Iraq appoints ambassador to Kuwait after 20-year hiatus
Iraq has appointed Mohammad Husain Mohammad Bahr Al Uloom as its ambassador to Kuwait, an Iraqi foreign official has said.
The post has been vacant since 1990 when Iraqi troops invaded the northern Arabian Gulf emirate and set off the 1991 Gulf War.
The Iraqi nominee is the son of Shiite scholar and politician Mohammad Bahr Al Uloom and the brother of the former oil minister, Ibrahim Bahr Al Uloom.
“We are now waiting for the approval of the Kuwaiti government as per the international protocol,” Mohammad Al Haj Humood, the foreign affairs undersecretary, told Kuwaiti daily Al Jareeda. “Mohammad Husain Bahr Al Uloom is in a long line of eminent individuals from an illustrious and well-known family who long struggled against the Baath party and the Saddam Husain regime.”
The new ambassador would tackle the pending issues between Kuwait and Iraq after the general elections and the composition of the new government, Al Haj Humood said.

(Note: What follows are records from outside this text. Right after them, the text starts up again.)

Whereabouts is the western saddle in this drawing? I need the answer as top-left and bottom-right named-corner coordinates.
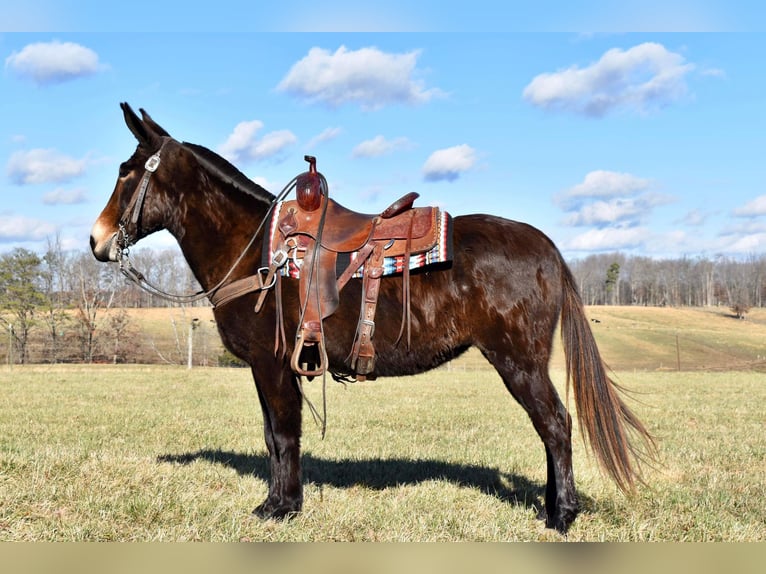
top-left (212, 156), bottom-right (446, 381)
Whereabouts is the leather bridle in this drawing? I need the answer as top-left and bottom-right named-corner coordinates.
top-left (114, 137), bottom-right (293, 305)
top-left (119, 137), bottom-right (169, 239)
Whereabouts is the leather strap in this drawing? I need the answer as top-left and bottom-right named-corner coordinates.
top-left (394, 210), bottom-right (415, 349)
top-left (209, 274), bottom-right (263, 308)
top-left (349, 243), bottom-right (384, 379)
top-left (209, 249), bottom-right (287, 310)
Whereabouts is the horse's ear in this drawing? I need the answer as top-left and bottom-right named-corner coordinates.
top-left (139, 108), bottom-right (171, 137)
top-left (120, 102), bottom-right (163, 148)
top-left (120, 102), bottom-right (156, 147)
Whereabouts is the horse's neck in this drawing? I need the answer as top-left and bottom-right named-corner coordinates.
top-left (171, 179), bottom-right (271, 292)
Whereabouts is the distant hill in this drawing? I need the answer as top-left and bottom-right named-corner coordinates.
top-left (439, 306), bottom-right (766, 374)
top-left (115, 306), bottom-right (766, 372)
top-left (567, 306), bottom-right (766, 372)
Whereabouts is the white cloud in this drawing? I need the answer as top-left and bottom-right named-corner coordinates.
top-left (566, 226), bottom-right (650, 252)
top-left (563, 198), bottom-right (645, 227)
top-left (7, 148), bottom-right (87, 185)
top-left (564, 170), bottom-right (652, 200)
top-left (733, 194), bottom-right (766, 217)
top-left (717, 220), bottom-right (766, 254)
top-left (252, 130), bottom-right (298, 158)
top-left (217, 120), bottom-right (297, 164)
top-left (565, 227), bottom-right (692, 256)
top-left (422, 144), bottom-right (476, 182)
top-left (720, 220), bottom-right (766, 236)
top-left (523, 42), bottom-right (694, 117)
top-left (42, 187), bottom-right (87, 205)
top-left (558, 169), bottom-right (669, 229)
top-left (563, 193), bottom-right (673, 227)
top-left (218, 120), bottom-right (263, 159)
top-left (352, 135), bottom-right (411, 158)
top-left (5, 40), bottom-right (103, 85)
top-left (277, 45), bottom-right (443, 109)
top-left (0, 214), bottom-right (56, 242)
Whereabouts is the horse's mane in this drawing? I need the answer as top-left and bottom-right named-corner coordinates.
top-left (182, 141), bottom-right (275, 204)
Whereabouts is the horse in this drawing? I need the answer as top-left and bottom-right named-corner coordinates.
top-left (90, 103), bottom-right (654, 534)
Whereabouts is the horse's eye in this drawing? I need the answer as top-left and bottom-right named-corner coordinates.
top-left (118, 162), bottom-right (130, 178)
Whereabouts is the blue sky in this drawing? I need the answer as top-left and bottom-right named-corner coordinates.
top-left (1, 7), bottom-right (765, 260)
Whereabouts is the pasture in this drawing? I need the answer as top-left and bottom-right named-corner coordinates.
top-left (1, 359), bottom-right (764, 541)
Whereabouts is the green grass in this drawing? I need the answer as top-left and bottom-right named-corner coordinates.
top-left (1, 364), bottom-right (764, 541)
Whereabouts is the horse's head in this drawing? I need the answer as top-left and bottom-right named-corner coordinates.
top-left (90, 103), bottom-right (179, 262)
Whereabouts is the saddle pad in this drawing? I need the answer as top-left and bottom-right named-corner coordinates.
top-left (263, 202), bottom-right (453, 279)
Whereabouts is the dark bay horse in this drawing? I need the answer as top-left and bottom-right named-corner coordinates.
top-left (90, 103), bottom-right (654, 533)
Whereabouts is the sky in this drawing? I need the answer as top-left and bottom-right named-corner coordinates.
top-left (1, 3), bottom-right (765, 261)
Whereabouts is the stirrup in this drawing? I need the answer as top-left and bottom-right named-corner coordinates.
top-left (290, 329), bottom-right (328, 377)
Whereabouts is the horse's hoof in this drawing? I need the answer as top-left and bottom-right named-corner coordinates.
top-left (252, 500), bottom-right (301, 520)
top-left (545, 505), bottom-right (578, 534)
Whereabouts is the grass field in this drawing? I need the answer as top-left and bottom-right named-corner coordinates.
top-left (1, 362), bottom-right (764, 541)
top-left (568, 306), bottom-right (766, 372)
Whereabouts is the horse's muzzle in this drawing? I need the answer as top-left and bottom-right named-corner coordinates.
top-left (90, 222), bottom-right (120, 262)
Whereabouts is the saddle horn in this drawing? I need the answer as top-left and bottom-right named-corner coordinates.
top-left (296, 155), bottom-right (324, 212)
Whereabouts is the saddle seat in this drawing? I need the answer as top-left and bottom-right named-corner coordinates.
top-left (287, 196), bottom-right (376, 253)
top-left (281, 192), bottom-right (437, 254)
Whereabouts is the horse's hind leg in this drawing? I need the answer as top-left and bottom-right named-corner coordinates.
top-left (483, 352), bottom-right (578, 533)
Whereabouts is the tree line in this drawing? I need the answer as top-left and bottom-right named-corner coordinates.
top-left (0, 237), bottom-right (207, 365)
top-left (569, 252), bottom-right (765, 313)
top-left (1, 239), bottom-right (764, 364)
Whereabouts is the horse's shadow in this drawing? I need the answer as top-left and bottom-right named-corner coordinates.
top-left (158, 449), bottom-right (547, 515)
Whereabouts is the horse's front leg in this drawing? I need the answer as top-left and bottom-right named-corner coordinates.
top-left (251, 364), bottom-right (304, 519)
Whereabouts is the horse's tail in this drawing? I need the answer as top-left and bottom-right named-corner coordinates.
top-left (559, 263), bottom-right (656, 492)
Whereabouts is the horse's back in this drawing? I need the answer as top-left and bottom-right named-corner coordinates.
top-left (453, 212), bottom-right (561, 256)
top-left (344, 213), bottom-right (566, 376)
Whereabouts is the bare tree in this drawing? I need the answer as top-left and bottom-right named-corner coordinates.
top-left (104, 307), bottom-right (140, 363)
top-left (40, 235), bottom-right (73, 363)
top-left (70, 252), bottom-right (116, 362)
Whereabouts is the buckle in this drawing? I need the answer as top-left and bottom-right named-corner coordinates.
top-left (361, 319), bottom-right (375, 339)
top-left (256, 266), bottom-right (279, 290)
top-left (271, 248), bottom-right (288, 267)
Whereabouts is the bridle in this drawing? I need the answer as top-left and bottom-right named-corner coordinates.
top-left (118, 137), bottom-right (169, 242)
top-left (115, 137), bottom-right (295, 305)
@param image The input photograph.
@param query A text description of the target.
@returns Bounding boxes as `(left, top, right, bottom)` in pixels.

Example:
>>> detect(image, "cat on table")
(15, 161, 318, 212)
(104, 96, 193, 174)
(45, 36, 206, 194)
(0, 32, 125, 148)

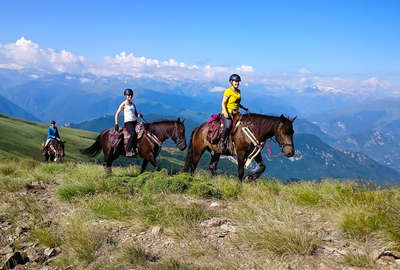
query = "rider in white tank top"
(124, 103, 137, 123)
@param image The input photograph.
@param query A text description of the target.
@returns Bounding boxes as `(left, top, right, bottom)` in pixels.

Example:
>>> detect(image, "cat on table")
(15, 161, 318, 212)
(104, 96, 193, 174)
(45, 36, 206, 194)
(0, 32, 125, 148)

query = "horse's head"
(274, 114, 296, 157)
(172, 118, 187, 151)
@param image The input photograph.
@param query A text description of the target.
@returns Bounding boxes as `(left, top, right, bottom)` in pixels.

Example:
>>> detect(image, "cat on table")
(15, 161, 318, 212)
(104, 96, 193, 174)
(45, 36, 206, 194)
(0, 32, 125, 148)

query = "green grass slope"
(0, 113, 97, 162)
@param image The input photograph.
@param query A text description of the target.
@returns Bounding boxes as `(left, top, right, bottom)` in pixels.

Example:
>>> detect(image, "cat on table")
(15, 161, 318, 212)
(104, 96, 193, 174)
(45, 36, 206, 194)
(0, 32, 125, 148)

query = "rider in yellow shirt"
(220, 74, 249, 152)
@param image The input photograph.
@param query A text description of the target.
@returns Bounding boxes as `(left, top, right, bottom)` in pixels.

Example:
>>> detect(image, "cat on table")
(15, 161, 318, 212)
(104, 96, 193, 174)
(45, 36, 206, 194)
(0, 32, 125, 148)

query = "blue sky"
(0, 0, 399, 92)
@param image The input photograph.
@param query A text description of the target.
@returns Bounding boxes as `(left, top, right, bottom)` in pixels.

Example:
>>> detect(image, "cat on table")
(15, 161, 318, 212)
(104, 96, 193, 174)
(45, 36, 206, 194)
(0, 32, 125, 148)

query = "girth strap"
(242, 126, 265, 168)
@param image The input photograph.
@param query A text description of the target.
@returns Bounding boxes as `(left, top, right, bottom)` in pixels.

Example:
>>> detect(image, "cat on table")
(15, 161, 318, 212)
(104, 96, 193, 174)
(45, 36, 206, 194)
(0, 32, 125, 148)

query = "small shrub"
(41, 163, 65, 174)
(121, 245, 154, 266)
(0, 165, 17, 176)
(64, 219, 107, 265)
(189, 182, 222, 199)
(0, 177, 29, 192)
(58, 182, 96, 201)
(31, 227, 62, 248)
(343, 250, 375, 268)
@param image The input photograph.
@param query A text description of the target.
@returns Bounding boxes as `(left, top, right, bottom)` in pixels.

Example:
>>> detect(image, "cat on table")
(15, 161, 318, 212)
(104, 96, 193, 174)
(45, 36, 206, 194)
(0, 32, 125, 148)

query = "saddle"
(109, 122, 147, 154)
(206, 113, 242, 146)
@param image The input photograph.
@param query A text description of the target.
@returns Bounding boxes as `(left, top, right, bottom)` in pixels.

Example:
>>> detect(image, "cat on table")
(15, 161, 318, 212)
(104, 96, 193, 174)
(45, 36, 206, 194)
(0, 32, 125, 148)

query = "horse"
(41, 139, 65, 162)
(182, 113, 296, 182)
(79, 118, 187, 174)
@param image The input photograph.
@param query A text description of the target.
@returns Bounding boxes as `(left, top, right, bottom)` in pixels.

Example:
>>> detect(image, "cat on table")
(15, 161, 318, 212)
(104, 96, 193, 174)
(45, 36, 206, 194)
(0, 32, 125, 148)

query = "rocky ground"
(1, 180, 400, 270)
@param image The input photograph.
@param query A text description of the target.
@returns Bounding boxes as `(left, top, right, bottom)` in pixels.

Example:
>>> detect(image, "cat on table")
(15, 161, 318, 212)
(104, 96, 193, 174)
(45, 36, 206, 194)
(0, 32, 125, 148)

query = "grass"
(343, 249, 375, 268)
(1, 155, 400, 268)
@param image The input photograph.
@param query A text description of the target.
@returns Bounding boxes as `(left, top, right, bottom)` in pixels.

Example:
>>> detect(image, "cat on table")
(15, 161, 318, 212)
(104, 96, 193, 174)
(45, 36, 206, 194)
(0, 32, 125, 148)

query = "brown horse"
(182, 113, 296, 181)
(79, 118, 186, 174)
(41, 139, 65, 162)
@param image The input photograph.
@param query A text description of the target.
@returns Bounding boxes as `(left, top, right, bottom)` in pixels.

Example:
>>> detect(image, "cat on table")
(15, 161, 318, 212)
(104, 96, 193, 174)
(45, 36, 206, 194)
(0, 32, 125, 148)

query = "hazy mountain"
(262, 133, 400, 183)
(0, 94, 41, 122)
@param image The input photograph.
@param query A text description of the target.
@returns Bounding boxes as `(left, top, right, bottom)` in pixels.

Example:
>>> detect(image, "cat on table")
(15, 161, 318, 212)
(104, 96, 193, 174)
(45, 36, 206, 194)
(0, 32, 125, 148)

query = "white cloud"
(0, 37, 397, 96)
(0, 37, 86, 73)
(236, 65, 254, 73)
(299, 67, 311, 74)
(362, 77, 390, 89)
(209, 86, 225, 92)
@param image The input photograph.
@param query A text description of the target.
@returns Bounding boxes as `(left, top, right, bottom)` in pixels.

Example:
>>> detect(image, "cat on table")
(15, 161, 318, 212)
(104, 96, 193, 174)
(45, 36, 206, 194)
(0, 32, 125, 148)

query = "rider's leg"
(43, 138, 51, 155)
(125, 121, 137, 156)
(220, 114, 232, 152)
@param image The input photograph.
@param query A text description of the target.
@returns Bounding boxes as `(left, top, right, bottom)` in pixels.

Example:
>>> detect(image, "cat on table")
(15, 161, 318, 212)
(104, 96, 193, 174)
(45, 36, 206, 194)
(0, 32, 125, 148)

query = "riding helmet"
(229, 74, 241, 82)
(124, 88, 134, 96)
(51, 120, 56, 124)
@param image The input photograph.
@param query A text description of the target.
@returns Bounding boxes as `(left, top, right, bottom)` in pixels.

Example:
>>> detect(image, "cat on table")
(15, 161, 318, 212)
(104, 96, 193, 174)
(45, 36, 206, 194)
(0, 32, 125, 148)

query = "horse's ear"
(290, 116, 297, 123)
(177, 117, 181, 123)
(280, 114, 285, 122)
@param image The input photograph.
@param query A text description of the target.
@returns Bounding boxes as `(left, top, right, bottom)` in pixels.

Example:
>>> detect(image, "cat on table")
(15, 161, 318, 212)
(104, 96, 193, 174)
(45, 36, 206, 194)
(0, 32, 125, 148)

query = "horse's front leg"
(209, 152, 220, 176)
(146, 154, 161, 171)
(140, 159, 149, 174)
(236, 151, 246, 181)
(244, 153, 265, 182)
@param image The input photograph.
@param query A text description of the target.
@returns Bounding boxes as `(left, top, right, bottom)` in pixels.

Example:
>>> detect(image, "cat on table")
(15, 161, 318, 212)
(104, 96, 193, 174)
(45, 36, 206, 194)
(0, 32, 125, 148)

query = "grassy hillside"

“We are keen on starting a new chapter in the diplomatic, cordial and constructive relations between Iraq and Kuwait and based on mutual respect and appreciation,” he said.
Al Haj Humood said that he expected the ambassador to take up his post in Kuwait City two weeks after the Kuwaiti official approval.
Mohammad Bahr Al Uloom, the nominee’s father, was killed in 2001 in Najaf at the age of 73.
Kuwait in July 2008 named its first ambassador to Iraq and last month, the Kuwaiti embassy celebrated Kuwait’s National Day for the first time in 19 years in the Iraqi capital.